Am 16. April fand in Nürnberg die Trauerfeier für unser verstorbenes Gründungs- und Ehrenmitglied Bertold Kamm,  Erster Vizepräsident des Bayerischen Landtags, a.D., in Anwesenheit seiner Familie und Vertreter aus Politik und Gesellschaft statt. Unser Vorsitzender Dr.

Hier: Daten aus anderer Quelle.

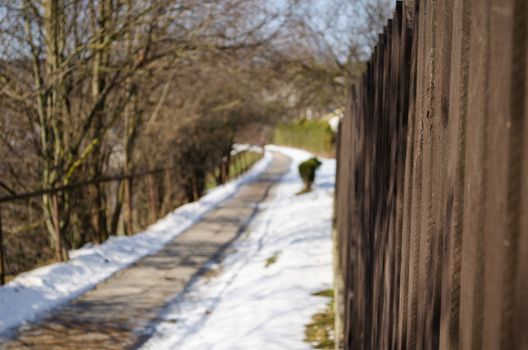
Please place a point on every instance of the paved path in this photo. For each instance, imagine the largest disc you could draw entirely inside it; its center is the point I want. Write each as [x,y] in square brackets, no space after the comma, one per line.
[119,312]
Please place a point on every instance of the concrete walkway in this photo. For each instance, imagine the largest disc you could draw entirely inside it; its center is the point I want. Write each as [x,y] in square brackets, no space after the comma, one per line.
[119,313]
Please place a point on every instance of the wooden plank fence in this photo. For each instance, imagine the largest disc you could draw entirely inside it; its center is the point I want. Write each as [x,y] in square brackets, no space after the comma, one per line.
[432,184]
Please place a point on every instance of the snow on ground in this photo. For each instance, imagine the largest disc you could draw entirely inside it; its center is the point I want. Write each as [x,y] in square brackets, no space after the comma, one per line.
[33,293]
[251,306]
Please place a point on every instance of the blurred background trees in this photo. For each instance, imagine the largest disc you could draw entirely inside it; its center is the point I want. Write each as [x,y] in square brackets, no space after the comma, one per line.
[91,88]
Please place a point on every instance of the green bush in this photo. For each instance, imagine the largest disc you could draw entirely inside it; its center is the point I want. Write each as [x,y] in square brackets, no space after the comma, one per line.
[307,171]
[312,135]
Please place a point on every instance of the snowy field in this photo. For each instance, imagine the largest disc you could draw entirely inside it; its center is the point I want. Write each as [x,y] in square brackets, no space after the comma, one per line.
[260,296]
[32,294]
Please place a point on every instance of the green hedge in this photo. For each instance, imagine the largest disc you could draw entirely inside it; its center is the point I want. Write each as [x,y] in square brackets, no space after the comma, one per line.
[312,135]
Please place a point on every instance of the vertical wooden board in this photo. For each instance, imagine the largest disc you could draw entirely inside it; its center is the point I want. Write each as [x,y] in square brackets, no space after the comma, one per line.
[410,116]
[443,44]
[425,219]
[449,318]
[515,126]
[521,291]
[496,229]
[472,261]
[416,206]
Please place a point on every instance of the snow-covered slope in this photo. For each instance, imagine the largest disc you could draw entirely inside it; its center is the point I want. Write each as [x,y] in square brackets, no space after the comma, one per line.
[249,305]
[32,294]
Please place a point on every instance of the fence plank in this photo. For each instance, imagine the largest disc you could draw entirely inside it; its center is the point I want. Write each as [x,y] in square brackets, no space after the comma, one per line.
[431,181]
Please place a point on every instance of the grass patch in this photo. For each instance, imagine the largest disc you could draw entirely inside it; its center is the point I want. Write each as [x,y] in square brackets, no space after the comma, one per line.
[320,331]
[303,191]
[272,259]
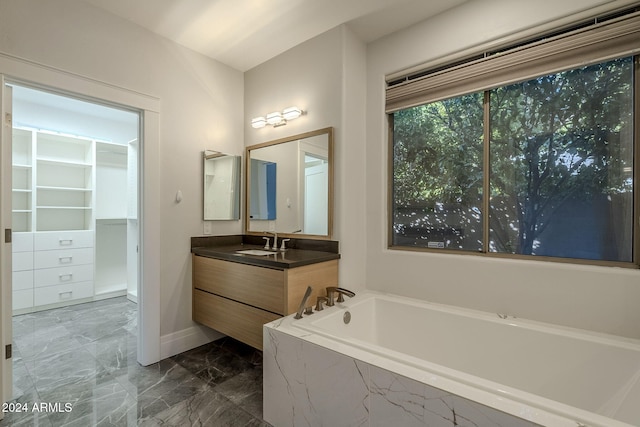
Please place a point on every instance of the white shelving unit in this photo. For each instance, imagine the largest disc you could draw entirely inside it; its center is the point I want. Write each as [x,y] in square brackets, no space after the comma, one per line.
[70,219]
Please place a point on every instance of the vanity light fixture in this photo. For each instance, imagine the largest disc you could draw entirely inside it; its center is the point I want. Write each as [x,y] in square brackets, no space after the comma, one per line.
[277,118]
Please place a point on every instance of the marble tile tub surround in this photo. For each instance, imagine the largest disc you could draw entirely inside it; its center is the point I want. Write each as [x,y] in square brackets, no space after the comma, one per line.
[308,385]
[86,355]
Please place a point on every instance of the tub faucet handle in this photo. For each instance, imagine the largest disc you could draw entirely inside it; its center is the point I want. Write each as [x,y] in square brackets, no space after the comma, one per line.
[303,303]
[319,303]
[341,292]
[331,292]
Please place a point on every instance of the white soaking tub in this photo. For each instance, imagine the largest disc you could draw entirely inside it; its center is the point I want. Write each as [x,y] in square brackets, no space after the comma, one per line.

Helmut Ritzer würdigte dabei den Verstorbenen in einer Trauerrede. 

Liebe Familie Kamm, verehrte Trauerversammlung,

wr vom Bund Widerstand und Verfolgung in Bayern nehmen Abschied von unserem langjährigen Vorsitzenden, unserem Ehrenmitglied und dem Spiritus Rektor unserer Gemeinschaft, deren Ziel es ist,  die Erinnerung an Widerstand und Verfolgung lebendig zu halten und das Erbe der Widerstandskämpfer und Verfolgten zu bewahren. 

Bertold Kamm, der Verfolgung als Schicksal  erleben musste, war geradezu prädestiniert für die Aufgabe, den von Widerstand und Verfolgung in Bayern Betroffenen und deren Familien einen Verband  zu organisieren, der deren Interessen  wahrnehmen und ihr Vermächtnis pflegen sollte.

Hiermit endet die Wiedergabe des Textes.